The flow of foreign direct investment (FDI) into Vietnam is likely to exceed 50 billion USD in 2008, more than double last year’s amount of 20.3 billion USD, according to the National Centre for Socio-economic Information and Forecast (NCSIF).

Hanoi (VNA) - The prediction comes amid foreign investors’ increasingly optimism about the country’s economic prospect and their hope to early cash on the high growth of Vietnam’s economy after the current difficult stage.

The NCSIF, which operates under the Ministry of Planning and Investment (MPI), said the country’s disbursed FDI capital will possibly hit 10 billion USD this year compared with just 4.6 billion in 2007.

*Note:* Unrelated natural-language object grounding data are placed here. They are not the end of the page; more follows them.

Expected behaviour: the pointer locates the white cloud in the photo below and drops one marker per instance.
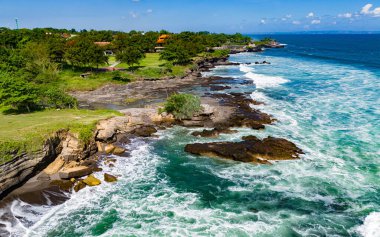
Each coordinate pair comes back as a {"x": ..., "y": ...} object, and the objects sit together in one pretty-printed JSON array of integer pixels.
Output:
[
  {"x": 366, "y": 10},
  {"x": 310, "y": 15},
  {"x": 345, "y": 15}
]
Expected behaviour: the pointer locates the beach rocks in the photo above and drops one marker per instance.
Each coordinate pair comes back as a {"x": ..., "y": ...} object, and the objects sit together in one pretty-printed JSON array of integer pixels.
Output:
[
  {"x": 109, "y": 148},
  {"x": 79, "y": 185},
  {"x": 251, "y": 149},
  {"x": 144, "y": 131},
  {"x": 118, "y": 150},
  {"x": 65, "y": 185},
  {"x": 106, "y": 129},
  {"x": 244, "y": 115},
  {"x": 78, "y": 171},
  {"x": 109, "y": 178},
  {"x": 91, "y": 180},
  {"x": 55, "y": 166}
]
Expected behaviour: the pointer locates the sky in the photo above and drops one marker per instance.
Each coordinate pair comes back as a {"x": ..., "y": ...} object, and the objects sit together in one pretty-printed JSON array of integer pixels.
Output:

Meanwhile, total official development assistance (ODA) commitment for this year is expected to top 3.1 billion USD.

Statistics released by the MPI’s Foreign Investment Agency provided a firm foundation for the forecast.

Vietnam attracted more than 47 billion USD in the first eight months of the year, including 46.3 billion USD from newly-licensed projects, a 5-fold rise over the same period last year, and the rest additional investment to operational projects, a year-on-year increase of 45 percent.

FDI disbursement between January-August posted a record of 7 billion USD.

It is remarkable that the FDI flux has shifted from the service industry to industrial production, demonstrated in two “super projects” totalling 14 billion USD – the metallurgy plant in southern Ba Ria-Vung Tau province invested by the Taiwanese group Formosa and an oil refinery in central Thanh Hoa province co-funded by Japanese and Kuwait firms.

The trend is in line with the government’s policy to focus investment on production in an effort to ensure the country’s sustainable growth.

In the eight-month period, ODA remained an important capital source for Vietnam’s infrastructure development and environmental protection with contracts worth close to 1.7 billion USD signed and over 1.3 billion USD disbursed.

Donors’ positive assessment of Vietnam’s ODA use has helped the country absorb more capital from this source in the years to come.

The Republic of Korea’s Government recently agreed to provide Vietnam with soft loans worth 1 billion USD in total for the 2008-2011 period.

Meanwhile, Switzerland continued to list Vietnam as its aid recipient from 2009-2012, although the European country planned to reduce the number of beneficiaries.

In a move to draw in more FDI capital, the MPI has spared no efforts to improve policy, infrastructures and human resources, shorten licensing procedures, and speed up the disbursement for projects.